Luken seemed to know after getting to 1,000 in September that he might not play much longer. His wife Mickey has been ill for some time, and age was catching up to him, as well.

"To tell the truth, I don't know how much longer I can keep doing this," he said then.

Weaver said it wasn't long before he quit seeing Luken on the course.

It wasn't just the sports or the dancing at which he excelled. Leo helped raise a big family. Six daughters, 12 grandchildren and 16 great-grandchildren survive him.

In some way, all of them will learn something from his life example. And ultimately, Luken's positive attitude and drive to remain active well past the age most people do that made him an inspiration to others he came in contact with.

"He makes me want to do something similar with my life," Weaver said. "I want people to remember how fortunate we all were to be around him. If I played golf with him 20 times in 10 years, it wasn't enough. He had an Arnold Palmer type of charisma."

Leo Luken died Saturday at the age of 96. There wasn't much he left unfinished.

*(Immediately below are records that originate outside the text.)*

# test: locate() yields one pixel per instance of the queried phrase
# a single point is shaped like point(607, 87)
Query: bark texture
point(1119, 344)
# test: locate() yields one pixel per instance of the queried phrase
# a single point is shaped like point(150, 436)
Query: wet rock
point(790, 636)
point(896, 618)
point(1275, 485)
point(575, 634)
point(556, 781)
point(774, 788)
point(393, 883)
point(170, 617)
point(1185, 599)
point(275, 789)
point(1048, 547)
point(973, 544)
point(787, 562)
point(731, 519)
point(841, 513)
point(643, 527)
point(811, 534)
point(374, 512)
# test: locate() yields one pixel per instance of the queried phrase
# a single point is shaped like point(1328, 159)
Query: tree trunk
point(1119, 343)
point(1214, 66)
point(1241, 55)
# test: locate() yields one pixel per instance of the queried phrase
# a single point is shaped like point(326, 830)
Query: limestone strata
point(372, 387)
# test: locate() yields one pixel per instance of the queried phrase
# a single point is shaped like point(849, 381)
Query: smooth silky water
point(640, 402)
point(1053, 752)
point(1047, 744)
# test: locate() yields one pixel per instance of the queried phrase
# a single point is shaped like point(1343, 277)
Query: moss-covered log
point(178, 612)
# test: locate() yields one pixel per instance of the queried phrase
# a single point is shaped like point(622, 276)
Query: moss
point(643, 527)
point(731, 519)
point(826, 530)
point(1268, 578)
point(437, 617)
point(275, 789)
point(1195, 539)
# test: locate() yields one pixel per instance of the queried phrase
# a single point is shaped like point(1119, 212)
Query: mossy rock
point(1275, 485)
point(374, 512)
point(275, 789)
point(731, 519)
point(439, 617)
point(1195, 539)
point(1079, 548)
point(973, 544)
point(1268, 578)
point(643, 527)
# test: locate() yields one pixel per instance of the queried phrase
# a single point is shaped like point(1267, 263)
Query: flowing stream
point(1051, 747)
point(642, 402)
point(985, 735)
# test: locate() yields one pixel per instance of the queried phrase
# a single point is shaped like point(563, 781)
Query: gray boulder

"Once you learned what Leo Luken had done, you'd go, 'wow,' " Weaver said. "He had a wow life, an incredible life."

More on Shooting Your Age

  • Longtime Moorhead (Minn.) State baseball and golf coach T. Edison Smith holds the record for most shooting his age or better 3,359 times, according to GolfDigest. He died Dec. 15, 2011 at the age of 95. He surpassed the record of Frank Bailey of Abilene, Texas, who did it 2,623 times from age 71 until his death at age 98.
  • Bob Kurtz of Cullman, Ala. shot his age 7 times in one day Aug. 1, 2012 to set a world record.
  • The youngest golfer to shoot his age was 1944 PGA Championship winner Bob Hamilton. He shot his age of 59 in 1975 at the Hamilton Golf Club in Evansville, Ind.
  • The youngest golfer to shoot his age on a major professional tours was Walter Morgan. In 2002, at age 61, Morgan shot a 60 in the Champions Tour's AT&T Canada Senior Open Championship.
  • The youngest golfer to shoot his age on the PGA Tour was Sam Snead, who shot a 67 at the Quad Cities Open in 1979, when he was 67. The next day he shot 66.
  • The oldest golfer to shoot his age was 103-year-old Arthur Thompson of Victoria, British Columbia in 1972 at the Uplands Golf Club in Victoria.